What is a Career?

The concept of career has changed over the last 20 or 30 years. Whereas a career used to be a job for life, this is rarely the case anymore. It is no longer the situation that a person is employed in one or a series of jobs with one employer and then comfortably retires at 65.

People now, on average, change their jobs or careers at least 7 times over the course of their life. In addition, there is no guarantee of retiring at 65 and many people are working well into their 70’s and 80’s.

The impact of the recession, changing technology, globalisation, competition, mergers, stress, increasing change and the pace of life has changed the traditional career.

According to ‘Wikipedia’, a career is classed by the Oxford English Dictionary as an individual’s “course or progress through life (or a distinct portion of life)”. It is a series of successive situations or activities that make up a person’s occupation.

A career may be focused around progression in a job or a series of roles, or a process of parallel career changes in the search for greater income and personal satisfaction.

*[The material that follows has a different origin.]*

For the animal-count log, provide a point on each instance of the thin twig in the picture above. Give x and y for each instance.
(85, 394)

A career is made up of a process of continuous learning and personal and professional development. This enables a person to keep up with changes within the workplace and be competitive when seeking a new job.

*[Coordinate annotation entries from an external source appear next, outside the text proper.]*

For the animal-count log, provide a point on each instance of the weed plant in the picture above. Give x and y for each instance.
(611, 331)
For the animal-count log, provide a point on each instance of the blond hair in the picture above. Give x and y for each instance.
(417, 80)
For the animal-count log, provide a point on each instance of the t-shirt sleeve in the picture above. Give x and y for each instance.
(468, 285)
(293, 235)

A career is often made up of activities outside of the traditional paid working environment. These may include voluntary or charity work or working within the community, such as helping out in sporting clubs. In addition, the skills required in a career can come from other activities such as running a home and raising children or looking after elderly relatives.

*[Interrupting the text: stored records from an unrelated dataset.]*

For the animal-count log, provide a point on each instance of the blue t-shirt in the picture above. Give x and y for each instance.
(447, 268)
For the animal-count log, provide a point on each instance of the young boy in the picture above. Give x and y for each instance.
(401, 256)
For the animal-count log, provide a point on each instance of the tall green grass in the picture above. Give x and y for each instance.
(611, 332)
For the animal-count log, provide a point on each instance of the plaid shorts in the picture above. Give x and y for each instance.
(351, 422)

A career may be made up of a variety of different roles, commonly known as a portfolio career, where a person carries out a range of different jobs often including self employment and working with different organisations to make a living.

A career is no longer just for people who work full time. Many people, and not just women with children, are seeking increased flexibility, more effective work/life balance and part-time working to have a career that works for them. Also people are driven by different things at different stages of their career, such as when they face a life changing event. It is not unusual to take a career break or change roles to fulfil important values at different times during their lives.

Despite the current economic climate, more and more people are seeking self employment as their values no longer meet the values of their organisation or they want greater fulfilment and personal satisfaction. In 2006, 12% of the UK’s working population were self employed with predictions that this could swell by up to 10 million people by 2011.

What is the implication of the changing nature of a career?

For many people, the implication is that there is no longer a career for life, so people need to be flexible in their response to change, whether this is due to redundancy, restructuring or finding a better way to make an income. On the other hand, as there are thousands of career options available today, there is increasing choice, but this can often feel overwhelming as well.

Many people are also finding their is a values shift between their personal values and the changing culture within their organisation. It is when this is out of alignment that many people seek out new employment or a new start to change the focus of their career.

To be successful, workers need to start to focus on their strengths and their skills to develop a plan for their future. In addition, they need to know what else is important in their life to make sure that their choices and decisions are congruent with other parts of their life.